1 – Death on Two Legs (Dedicated to…) – 3:43
2 – Lazing on a Sunday Afternoon – 1:08
3 – I’m in Love with My Car – 3:05
4 – You’re My Best Friend – 2:50
5 – 39 – 3:25
6 – Sweet Lady – 4:01
7 – Seaside Rendezvous – 2:13
8 – The Prophet’s Song – 8:17
9 – Love of My Life – 3:38
10 – Good Company – 3:26
11 – Bohemian Rhapsody – 5:55
12 – God Save the Queen – 1:11

Em agosto de 1975, o Queen tinha uma grande quantidade de canções novas prontas para serem desenvolvidas, e para que cada membro pudesse se dedicar mais ao trabalho, os quatro integrantes decidiram realizar suas respectivas gravações em estúdios separados, e depois todos se reuniram para finalizar o trabalho juntos no Rockfield Studios, e tudo ficou pronto em menos de um mês. Com esse álbum, o Queen adotou uma sonoridade diferente comparada com seus discos anteriores, fazendo grande uso de um piano e de muitos outros instrumentos nunca experimentados pelo grupo até então. Canções como “You’re My Best Friend” e “Bohemian Rhapsody” fizeram um enorme sucesso, sendo executadas em todos os concertos do grupo desde então, e ajudaram a divulgar o álbum inteiro.

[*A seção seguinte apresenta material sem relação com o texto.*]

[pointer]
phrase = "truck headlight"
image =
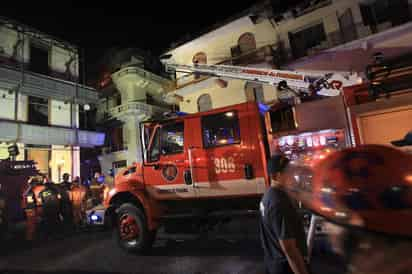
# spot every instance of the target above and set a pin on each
(29, 199)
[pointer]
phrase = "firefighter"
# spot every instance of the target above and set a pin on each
(50, 198)
(31, 206)
(97, 188)
(78, 198)
(66, 184)
(365, 196)
(67, 210)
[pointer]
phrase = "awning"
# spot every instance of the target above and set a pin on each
(11, 131)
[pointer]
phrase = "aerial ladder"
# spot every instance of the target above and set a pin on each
(288, 83)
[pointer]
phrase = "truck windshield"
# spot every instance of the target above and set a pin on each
(154, 150)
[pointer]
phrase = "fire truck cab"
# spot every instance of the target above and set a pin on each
(192, 166)
(216, 162)
(200, 166)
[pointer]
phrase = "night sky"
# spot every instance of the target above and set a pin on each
(99, 25)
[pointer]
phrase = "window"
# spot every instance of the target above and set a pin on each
(305, 39)
(347, 26)
(39, 59)
(38, 111)
(154, 152)
(204, 103)
(172, 138)
(377, 12)
(254, 92)
(199, 58)
(220, 129)
(130, 171)
(283, 119)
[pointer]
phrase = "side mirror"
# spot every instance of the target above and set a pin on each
(277, 163)
(188, 177)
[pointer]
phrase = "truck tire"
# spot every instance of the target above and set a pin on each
(132, 233)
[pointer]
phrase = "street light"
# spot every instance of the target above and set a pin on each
(86, 108)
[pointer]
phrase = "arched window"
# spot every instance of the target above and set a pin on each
(204, 103)
(199, 58)
(254, 92)
(247, 42)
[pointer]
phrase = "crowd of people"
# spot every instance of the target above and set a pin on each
(58, 208)
(363, 195)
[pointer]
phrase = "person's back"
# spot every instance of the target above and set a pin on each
(280, 220)
(51, 207)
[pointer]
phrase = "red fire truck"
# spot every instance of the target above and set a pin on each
(215, 163)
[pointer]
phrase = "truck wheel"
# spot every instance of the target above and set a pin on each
(131, 231)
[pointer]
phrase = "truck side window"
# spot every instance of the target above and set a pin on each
(220, 129)
(283, 119)
(172, 139)
(154, 152)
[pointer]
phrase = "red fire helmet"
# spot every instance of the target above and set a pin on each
(369, 187)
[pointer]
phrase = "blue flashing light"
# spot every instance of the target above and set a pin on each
(263, 108)
(179, 113)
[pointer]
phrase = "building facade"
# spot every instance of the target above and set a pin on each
(264, 36)
(42, 101)
(131, 85)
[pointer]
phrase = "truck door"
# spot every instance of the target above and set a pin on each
(226, 155)
(165, 163)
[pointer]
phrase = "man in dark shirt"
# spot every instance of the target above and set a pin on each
(281, 230)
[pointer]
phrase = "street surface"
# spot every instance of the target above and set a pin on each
(96, 252)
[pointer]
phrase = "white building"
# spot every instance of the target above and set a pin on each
(41, 100)
(293, 39)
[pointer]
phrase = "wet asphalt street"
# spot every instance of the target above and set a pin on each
(96, 252)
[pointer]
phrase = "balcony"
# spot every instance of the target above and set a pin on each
(38, 85)
(136, 109)
(114, 148)
(11, 131)
(266, 56)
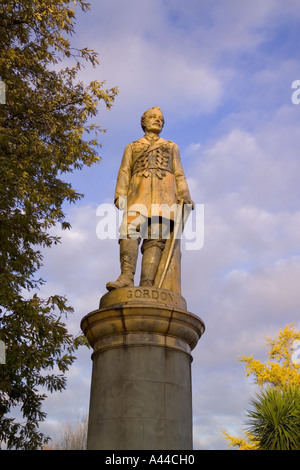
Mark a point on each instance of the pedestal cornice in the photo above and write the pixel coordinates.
(140, 316)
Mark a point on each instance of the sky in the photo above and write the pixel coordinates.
(222, 73)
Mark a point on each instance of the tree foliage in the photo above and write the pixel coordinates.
(274, 417)
(45, 132)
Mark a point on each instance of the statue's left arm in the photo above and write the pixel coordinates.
(183, 193)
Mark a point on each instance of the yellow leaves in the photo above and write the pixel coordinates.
(247, 443)
(281, 370)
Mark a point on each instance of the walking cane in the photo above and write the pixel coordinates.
(178, 219)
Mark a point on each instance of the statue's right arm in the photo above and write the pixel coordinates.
(124, 176)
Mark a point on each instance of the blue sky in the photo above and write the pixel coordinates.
(221, 72)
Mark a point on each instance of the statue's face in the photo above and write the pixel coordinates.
(154, 121)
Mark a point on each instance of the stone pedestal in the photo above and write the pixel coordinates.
(141, 395)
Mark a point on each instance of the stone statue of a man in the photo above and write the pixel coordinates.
(150, 179)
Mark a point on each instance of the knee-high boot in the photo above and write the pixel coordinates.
(150, 262)
(128, 258)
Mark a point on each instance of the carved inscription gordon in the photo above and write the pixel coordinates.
(150, 294)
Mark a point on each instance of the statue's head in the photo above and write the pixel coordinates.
(149, 115)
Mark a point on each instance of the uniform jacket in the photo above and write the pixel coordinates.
(151, 174)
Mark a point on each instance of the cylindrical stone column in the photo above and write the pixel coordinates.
(141, 396)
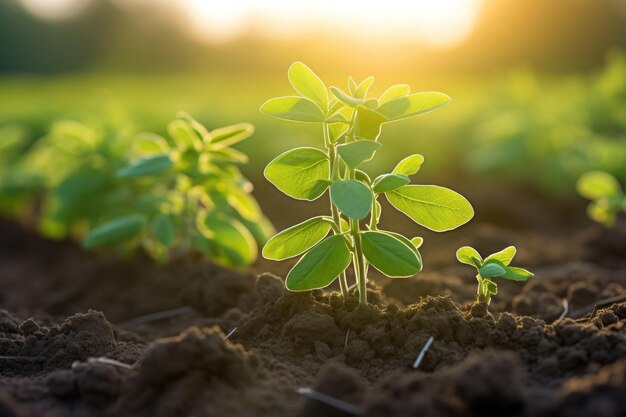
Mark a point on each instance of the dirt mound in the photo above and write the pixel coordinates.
(30, 349)
(178, 375)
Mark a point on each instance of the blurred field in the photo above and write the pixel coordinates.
(536, 131)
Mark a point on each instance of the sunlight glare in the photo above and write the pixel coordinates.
(438, 23)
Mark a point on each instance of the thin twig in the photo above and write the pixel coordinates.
(602, 303)
(230, 333)
(565, 309)
(420, 357)
(22, 358)
(105, 361)
(331, 401)
(159, 316)
(593, 313)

O nome do disco é uma referência a um filme de mesmo nome, que os integrantes viram juntos e gostaram muito, dos irmão Marx. A capa foi obra de Freddie Mercury baseada nos signos dos membros da banda. Esse álbum marcou também a união do grupo como uma banda, uma vez que todos trabalharam igualmente no arranjo das melodias. Sem dúvida um dos discos mais importantes da história da música.

Músicas:

Death on Two Legs (Dedicated to…)

O disco começa já mostrando a que veio. Um música de crítica a Jack Nelson, o empresário pilantra que roubava o dinheiro da banda e ao administrador anterior do grupo, Norman Sheffield. Muita guitarra, muito vocal, muito baixo e muita bateria. Porque esse disco se trata de um álbum em que a cada faixa apresenta uma variação de vida, música e espírito completamente diferentes. Mais do que nunca, era possível ver a participação e visão de mundo de cada um dos integrantes isoladamente.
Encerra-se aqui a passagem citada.